The law introduces a concept of a “healthcare service” which allows to receive funds from any source of financing in a legitimate and transparent manner, to select the heads of healthcare establishments through competition, and to set up supervisory boards and boards of trustees.

The autonomization of healthcare establishments has been made voluntary – as a compromise at the request of the specialized committee of the Verkhovna Rada.

“Those healthcare establishments that decide to become non-profit enterprises will receive preferential terms for reorganization. Mandatory assessment of property which is usually required in case of reorganization will no longer be necessary. These enterprises will become successors to all the rights and obligations of the relevant budgetary institutions,” said MP Iryna Sysoyenko.
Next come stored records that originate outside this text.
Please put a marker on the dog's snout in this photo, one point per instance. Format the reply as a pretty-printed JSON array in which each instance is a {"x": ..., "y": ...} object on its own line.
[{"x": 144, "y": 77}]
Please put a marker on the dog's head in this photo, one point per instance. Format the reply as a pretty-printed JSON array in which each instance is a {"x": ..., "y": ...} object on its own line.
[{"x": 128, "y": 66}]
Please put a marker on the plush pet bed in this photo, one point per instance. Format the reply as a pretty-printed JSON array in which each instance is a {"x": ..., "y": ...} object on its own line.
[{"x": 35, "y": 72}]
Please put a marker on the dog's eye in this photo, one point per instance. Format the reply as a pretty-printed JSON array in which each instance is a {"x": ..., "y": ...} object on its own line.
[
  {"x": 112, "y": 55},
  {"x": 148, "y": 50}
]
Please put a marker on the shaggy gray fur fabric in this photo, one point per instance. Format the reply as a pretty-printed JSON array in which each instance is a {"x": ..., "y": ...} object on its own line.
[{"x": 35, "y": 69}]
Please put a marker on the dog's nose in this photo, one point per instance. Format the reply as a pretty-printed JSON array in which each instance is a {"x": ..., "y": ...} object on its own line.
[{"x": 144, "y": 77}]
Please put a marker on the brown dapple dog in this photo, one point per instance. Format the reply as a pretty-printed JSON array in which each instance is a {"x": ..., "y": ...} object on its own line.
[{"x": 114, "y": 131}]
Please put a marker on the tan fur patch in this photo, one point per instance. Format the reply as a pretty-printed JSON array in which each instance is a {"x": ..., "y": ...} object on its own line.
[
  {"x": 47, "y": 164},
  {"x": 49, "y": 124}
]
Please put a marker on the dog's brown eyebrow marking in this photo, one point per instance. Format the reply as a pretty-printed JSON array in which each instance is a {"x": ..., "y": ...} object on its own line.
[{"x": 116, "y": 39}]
“A new form of management opens up many opportunities for a healthcare establishment,” says Yaroslav Kudlatskyi, Kyiv School of Economics, “from changing the organizational structure to attracting new sources of funding other than governmental funds. The hospitals will finally be able to decide independently which services or equipment to order. This should make provision of medical care more economically efficient and improve the quality of services.”

Gloomy outlook

A number of draft laws are yet to be signed by the President. Once they are signed, it might influence the Reform Index dynamics in the third quarter of 2017.

Further progress will greatly depend on the parliament’s ability to shape the necessary legislative preconditions for the reforms in the spheres of healthcare, the pension system, the land market, privatization, and the reboot of the civil service. Given the fact that the last plenary meeting of the current (sixth) session will be held on July 14 and the next one will take place in September after the vacations, it will not be easy to find the necessary time and adopt the laws important for these reforms during the third quarter.